As these two most widely used PRO measures for SLE were developed prior to and just after the release of the FDA PRO guidance, it is unknown how well the development process of earlier instruments and respective updated versions align with FDA PRO guidance recommendations. It would be expected that those released after 2009 would be more likely to adhere to guidance recommendations. Importantly, the effective use of the guidance may enhance standardization of the process and documentation, thereby raising uptake in the use of newer PRO measures. The objective of this study was to assess how well the two widely used SLE PRO measures, the LupusQoL and LupusPRO, and corresponding updated versions, LupusQoL-US and LupusPROv1.8, align with FDA guidance.
Using the literature [19, 26, 27] to guide SLE-measure selection, it was determined that LupusQoL and LupusPRO are the most widely used measures for lupus. Both measures are consistently cited in reviews [19,20,21, 26, 27], are among the few available SLE-measures developed using patient input  and were extensively studied with more than three validation publications in English-speaking SLE populations . Thus, they were well suited for this exercise.
We conducted a methodological review of the SLE PRO measures in the UK and US. Four versions were reviewed: The two original (LupusQoL (2007) and LupusPROVv1.7 (2012)) and the two revised (LupusQoL-US (2010) and LupusPROv1.8 (2018)). Throughout the paper, we will refer to LupusQoL and LupusPROv1.7 as original measures and LupusQoL-US and LupusPROv1.8 as revised measures. Brief summaries of the instruments are provided in the Additional file 1: Appendix 2. Publications for original and revised measures, describing development and psychometric assessment were identified using PubMed. Publications addressing additional testing of the measures were included as well, e.g., additional measurement properties not previously tested. As PubMed provided original, revised, and secondary testing publications, supplementary databases were not deemed necessary. PRO review articles also were scanned to ensure all relevant publications were assessed [19,20,21, 27,28,29,30]. The methodological analysis sought information describing the methods and processes employed for instrument development and testing of the original and revised lupus instruments.

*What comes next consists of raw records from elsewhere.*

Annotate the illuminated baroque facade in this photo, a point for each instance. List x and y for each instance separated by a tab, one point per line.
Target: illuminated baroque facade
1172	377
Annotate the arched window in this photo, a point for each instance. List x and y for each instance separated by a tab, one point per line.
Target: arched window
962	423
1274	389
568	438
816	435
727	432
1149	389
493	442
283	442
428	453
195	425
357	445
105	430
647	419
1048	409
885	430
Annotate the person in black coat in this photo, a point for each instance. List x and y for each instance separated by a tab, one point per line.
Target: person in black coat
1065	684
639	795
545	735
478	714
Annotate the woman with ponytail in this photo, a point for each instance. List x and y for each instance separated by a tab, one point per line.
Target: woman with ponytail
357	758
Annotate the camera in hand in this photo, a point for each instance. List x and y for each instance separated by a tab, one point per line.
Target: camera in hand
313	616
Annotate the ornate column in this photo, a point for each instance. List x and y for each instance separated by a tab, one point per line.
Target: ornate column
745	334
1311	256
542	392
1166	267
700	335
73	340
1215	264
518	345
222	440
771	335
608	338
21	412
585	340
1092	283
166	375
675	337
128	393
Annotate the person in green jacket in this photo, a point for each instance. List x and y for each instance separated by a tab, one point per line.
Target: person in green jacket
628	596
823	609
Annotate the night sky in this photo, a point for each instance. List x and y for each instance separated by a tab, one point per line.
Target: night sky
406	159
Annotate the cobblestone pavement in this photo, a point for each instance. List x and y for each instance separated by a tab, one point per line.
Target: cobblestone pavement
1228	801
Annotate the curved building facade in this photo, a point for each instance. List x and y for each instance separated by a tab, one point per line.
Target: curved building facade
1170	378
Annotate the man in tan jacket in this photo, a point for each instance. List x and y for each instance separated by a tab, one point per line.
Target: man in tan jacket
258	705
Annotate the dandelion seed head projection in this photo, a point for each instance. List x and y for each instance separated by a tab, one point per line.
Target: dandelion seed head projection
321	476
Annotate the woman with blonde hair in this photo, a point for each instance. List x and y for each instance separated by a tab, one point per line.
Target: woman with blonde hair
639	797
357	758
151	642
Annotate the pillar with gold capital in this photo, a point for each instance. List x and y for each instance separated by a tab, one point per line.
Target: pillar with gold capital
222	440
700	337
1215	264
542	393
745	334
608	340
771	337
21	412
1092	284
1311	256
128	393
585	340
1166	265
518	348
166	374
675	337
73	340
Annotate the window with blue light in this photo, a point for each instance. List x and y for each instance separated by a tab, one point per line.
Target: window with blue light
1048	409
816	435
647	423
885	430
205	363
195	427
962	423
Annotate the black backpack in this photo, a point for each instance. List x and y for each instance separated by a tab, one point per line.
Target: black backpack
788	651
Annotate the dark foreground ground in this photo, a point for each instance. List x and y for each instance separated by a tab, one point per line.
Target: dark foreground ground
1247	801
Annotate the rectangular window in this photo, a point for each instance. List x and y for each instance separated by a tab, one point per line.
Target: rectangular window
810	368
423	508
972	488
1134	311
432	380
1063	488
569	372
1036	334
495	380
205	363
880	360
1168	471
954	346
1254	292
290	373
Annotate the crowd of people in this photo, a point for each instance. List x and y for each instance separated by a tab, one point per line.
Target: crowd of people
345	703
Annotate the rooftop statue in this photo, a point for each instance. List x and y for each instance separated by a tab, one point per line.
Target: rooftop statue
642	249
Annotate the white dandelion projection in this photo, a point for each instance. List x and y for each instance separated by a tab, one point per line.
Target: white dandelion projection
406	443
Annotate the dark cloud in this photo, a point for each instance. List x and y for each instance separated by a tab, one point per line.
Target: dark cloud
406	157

Evaluation criteria for PRO measures
The 2009 FDA PRO guidance describes the PRO instrument-development framework. To develop evaluation criteria, we focused on this framework’s sequential process of content validity (item generation, cognitive interviewing), testing of other psychometric properties, and measure modifications .
The developed evaluation criteria examined key components (target population, concepts measured, measurement properties, and documentation) across all phases (item generation, cognitive interviewing, and testing of other psychometric properties). The operationalization of the evaluation criteria is presented in Table 1 with corresponding instructions for use. Briefly, a user does not need to answer all questions if a previous response is indicated as “No”, especially for questions with an asterisk. Further, if the response to a question with an asterisk * is “No” for target population, concepts measured, or measurement properties, content validity is deemed questionable. As a result, additional testing (e.g., other psychometric property testing) is irrelevant and evaluation of other key concepts, i.e., measurement properties and documentation is not appropriate. For the purposes of the study, the evaluation was carried out for all key components. To support understanding of the criteria, Additional file 2: Table S1 provides FDA PRO Guidance terms and definitions used. Additional file 3: Table S2 showcases an overview of the assessment content based upon the evaluation criteria table (Table 1).

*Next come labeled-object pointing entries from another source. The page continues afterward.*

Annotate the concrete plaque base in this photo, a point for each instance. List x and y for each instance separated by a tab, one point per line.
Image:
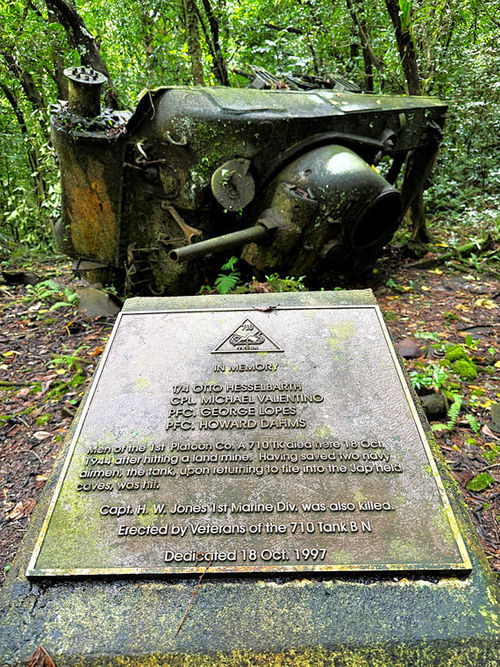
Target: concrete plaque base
417	589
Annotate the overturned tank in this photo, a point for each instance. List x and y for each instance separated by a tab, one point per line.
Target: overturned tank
290	181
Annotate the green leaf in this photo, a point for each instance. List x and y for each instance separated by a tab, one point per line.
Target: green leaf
225	283
480	482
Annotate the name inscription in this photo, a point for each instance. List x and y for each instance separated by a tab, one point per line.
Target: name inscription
302	463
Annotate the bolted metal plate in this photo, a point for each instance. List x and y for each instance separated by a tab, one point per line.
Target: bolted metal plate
279	439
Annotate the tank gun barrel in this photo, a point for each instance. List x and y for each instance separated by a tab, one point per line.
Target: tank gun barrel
220	243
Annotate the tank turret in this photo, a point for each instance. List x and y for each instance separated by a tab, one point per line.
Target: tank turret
296	182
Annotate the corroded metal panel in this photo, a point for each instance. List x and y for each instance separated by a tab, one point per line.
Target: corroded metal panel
273	439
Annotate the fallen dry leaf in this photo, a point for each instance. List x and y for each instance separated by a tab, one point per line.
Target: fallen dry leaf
41	435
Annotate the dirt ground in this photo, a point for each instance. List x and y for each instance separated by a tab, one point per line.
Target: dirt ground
49	350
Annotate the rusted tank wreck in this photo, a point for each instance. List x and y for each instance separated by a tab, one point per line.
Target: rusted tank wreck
288	180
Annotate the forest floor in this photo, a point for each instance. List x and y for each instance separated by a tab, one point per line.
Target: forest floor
49	350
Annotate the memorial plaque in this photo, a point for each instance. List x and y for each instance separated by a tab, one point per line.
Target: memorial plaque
269	439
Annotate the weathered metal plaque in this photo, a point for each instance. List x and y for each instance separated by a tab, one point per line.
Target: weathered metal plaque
249	439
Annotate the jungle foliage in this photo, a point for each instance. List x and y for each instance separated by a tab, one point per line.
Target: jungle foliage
447	48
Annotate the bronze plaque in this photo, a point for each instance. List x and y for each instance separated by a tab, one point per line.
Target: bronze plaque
276	439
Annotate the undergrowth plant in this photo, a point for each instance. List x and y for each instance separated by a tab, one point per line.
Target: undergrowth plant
229	276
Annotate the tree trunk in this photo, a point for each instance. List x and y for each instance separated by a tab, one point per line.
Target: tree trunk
194	42
369	56
80	38
408	56
406	48
220	69
31	152
25	79
58	61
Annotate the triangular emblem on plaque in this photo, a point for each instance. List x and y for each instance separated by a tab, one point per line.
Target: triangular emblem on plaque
247	338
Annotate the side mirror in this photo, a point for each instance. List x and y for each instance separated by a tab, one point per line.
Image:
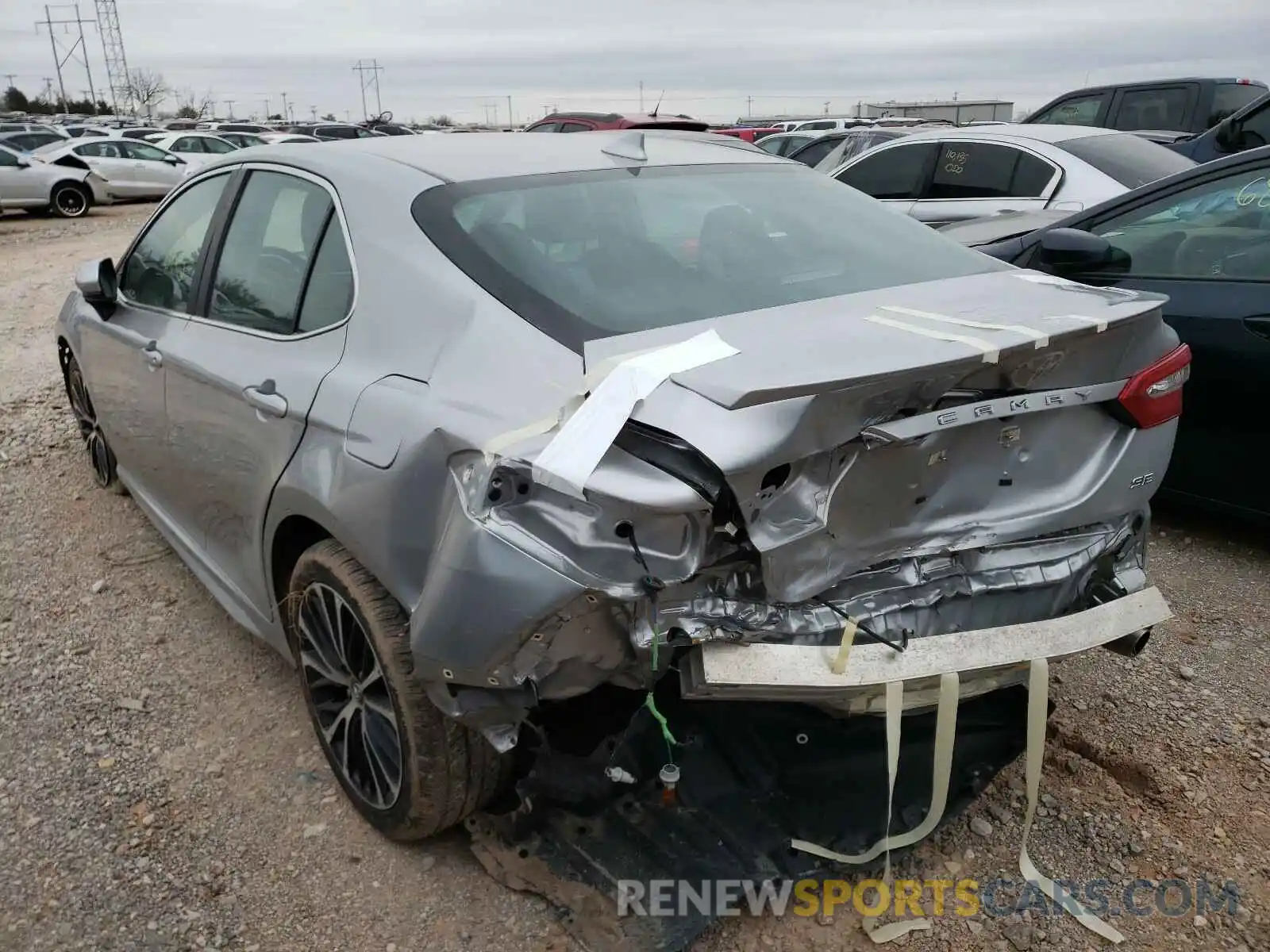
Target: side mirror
1071	251
98	283
1227	136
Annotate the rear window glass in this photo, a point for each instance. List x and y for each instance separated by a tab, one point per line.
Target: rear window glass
1231	97
1130	159
584	255
1153	109
816	152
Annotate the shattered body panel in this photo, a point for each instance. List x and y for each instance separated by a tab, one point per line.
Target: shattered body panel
918	486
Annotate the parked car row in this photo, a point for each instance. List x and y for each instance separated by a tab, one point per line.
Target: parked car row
298	470
67	175
1203	239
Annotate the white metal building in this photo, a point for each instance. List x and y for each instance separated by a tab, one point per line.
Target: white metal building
959	111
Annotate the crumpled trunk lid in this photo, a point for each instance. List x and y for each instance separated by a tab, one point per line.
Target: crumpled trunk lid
918	419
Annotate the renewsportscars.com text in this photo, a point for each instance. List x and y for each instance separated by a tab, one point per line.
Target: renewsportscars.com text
922	898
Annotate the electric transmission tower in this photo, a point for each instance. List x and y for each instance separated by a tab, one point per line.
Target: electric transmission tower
59	59
374	69
116	60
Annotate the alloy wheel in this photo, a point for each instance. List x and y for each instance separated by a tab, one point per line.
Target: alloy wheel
349	696
86	416
70	202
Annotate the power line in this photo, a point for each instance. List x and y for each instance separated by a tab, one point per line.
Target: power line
59	60
116	60
374	69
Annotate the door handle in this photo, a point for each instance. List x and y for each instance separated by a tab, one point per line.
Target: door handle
266	399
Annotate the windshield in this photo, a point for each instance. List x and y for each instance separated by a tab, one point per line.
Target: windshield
584	255
1130	159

The criteria guided reviewers on what data to look for to abstract. Identified data were abstracted for each criterion when found. If no data were identified for the criterion, “Not Available” was inserted; thus, the response to the criterion was “No.” The criteria also guided assessment if data identified adhered to the FDA guidance as demonstrated with a response to the criterion as “Yes”. Two reviewers, KM and CS, abstracted and scored data independently, compared results, and resolved discrepancies. A third reviewer (EV or EP) served as a tie breaker.

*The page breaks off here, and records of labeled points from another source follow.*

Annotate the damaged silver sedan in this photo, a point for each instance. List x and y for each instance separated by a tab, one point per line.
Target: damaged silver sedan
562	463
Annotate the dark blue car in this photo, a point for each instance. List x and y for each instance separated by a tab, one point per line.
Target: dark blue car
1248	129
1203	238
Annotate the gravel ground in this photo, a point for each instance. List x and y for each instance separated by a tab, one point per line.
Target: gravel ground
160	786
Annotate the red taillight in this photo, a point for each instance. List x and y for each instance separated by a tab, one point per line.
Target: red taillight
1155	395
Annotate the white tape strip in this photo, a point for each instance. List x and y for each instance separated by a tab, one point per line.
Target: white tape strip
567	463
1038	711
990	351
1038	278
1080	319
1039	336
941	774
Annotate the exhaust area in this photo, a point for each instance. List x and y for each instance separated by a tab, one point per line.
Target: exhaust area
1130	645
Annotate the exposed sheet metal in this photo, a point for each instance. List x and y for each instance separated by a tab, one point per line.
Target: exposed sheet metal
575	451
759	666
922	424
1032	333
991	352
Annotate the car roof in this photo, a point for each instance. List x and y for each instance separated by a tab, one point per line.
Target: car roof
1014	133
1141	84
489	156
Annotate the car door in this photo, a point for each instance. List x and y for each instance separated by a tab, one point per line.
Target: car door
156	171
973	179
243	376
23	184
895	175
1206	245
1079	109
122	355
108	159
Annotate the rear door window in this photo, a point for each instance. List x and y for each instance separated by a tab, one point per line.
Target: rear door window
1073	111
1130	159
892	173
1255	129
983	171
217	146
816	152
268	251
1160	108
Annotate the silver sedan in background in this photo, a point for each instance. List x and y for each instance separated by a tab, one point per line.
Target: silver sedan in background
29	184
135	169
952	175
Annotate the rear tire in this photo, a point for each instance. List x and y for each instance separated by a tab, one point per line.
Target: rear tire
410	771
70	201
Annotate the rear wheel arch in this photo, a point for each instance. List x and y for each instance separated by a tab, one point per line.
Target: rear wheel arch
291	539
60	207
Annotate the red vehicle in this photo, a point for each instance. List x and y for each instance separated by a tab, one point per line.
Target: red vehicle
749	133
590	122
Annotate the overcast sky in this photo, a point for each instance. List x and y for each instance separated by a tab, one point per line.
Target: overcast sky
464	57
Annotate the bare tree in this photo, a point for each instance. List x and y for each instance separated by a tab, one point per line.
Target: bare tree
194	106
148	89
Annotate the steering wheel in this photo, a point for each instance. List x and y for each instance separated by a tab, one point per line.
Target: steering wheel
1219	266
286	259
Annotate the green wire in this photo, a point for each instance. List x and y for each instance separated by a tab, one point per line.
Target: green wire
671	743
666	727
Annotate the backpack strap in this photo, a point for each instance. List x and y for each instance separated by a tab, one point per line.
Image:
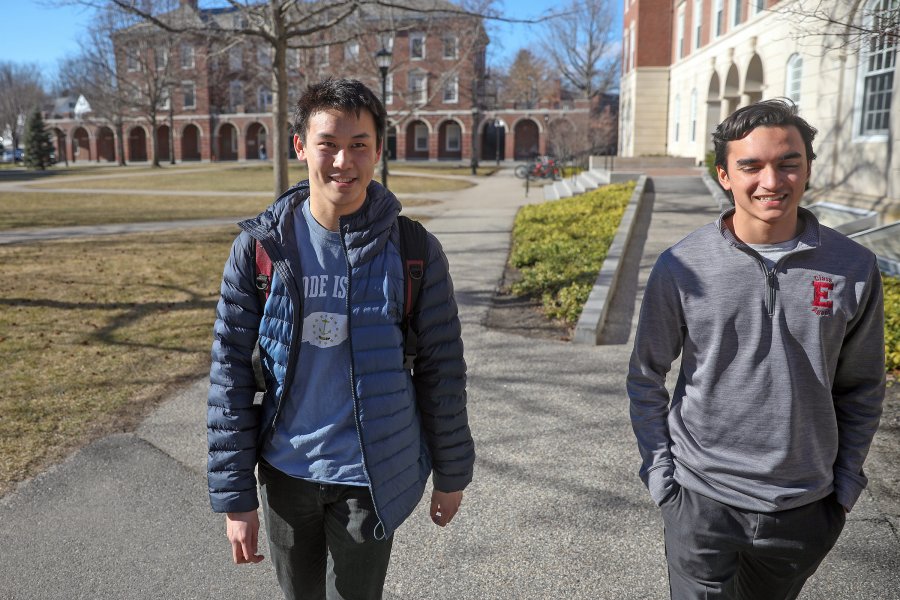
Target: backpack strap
413	241
263	280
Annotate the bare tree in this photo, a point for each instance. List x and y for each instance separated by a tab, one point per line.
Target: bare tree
582	45
22	92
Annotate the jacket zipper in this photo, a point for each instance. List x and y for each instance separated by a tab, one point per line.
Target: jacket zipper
355	398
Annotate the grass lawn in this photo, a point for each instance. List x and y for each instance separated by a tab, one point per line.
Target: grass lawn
93	331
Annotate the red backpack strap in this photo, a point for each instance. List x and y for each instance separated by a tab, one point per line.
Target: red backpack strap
263	277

Detailed information abstracted was deemed sufficient if characteristics of the target population could be identified and documentation of the study population was considered representative of the intended population of interest based upon the response “Yes” to questions 1–6 in the evaluation criteria table (Table 1). Questions with an asterisk were essential for sufficient evidence.
The concepts measured should reflect what is most important to the target population of patients with the condition . Information regarding patient interviews, focus groups, and qualitative cognitive interviewing was abstracted pertaining to items included in the instrument and was evaluated to confirm understanding as well as completeness of the concepts measured. The response “Yes” to questions 7–11 corresponded to sufficient evidence for concepts measured. Questions with an asterisk were essential for sufficient evidence for content validity and continuing the evaluation. Question 11 is required for the other psychometric property testing phase to be sufficient but was not deemed essential to continue the evaluation.
The description of methods and results for measurement properties were assessed to determine if measurement properties included all expected attributes (content validity, construct validity, reliability, and ability to detect change) . This step entailed making sure content validity was deemed adequate and statistical analyses were conducted with the results reported for the testing of other psychometric properties. The measurement properties component was rated using questions 12–17 by a Yes/No format. If any of the questions with an asterisk * are indicated as “No”, the evidence is insufficient for item generation and cognitive interviewing. Questions 15–17 for other psychometric property testing phase are deemed as “Available” or “Not Available” based upon “Yes” or “No” responses, respectively.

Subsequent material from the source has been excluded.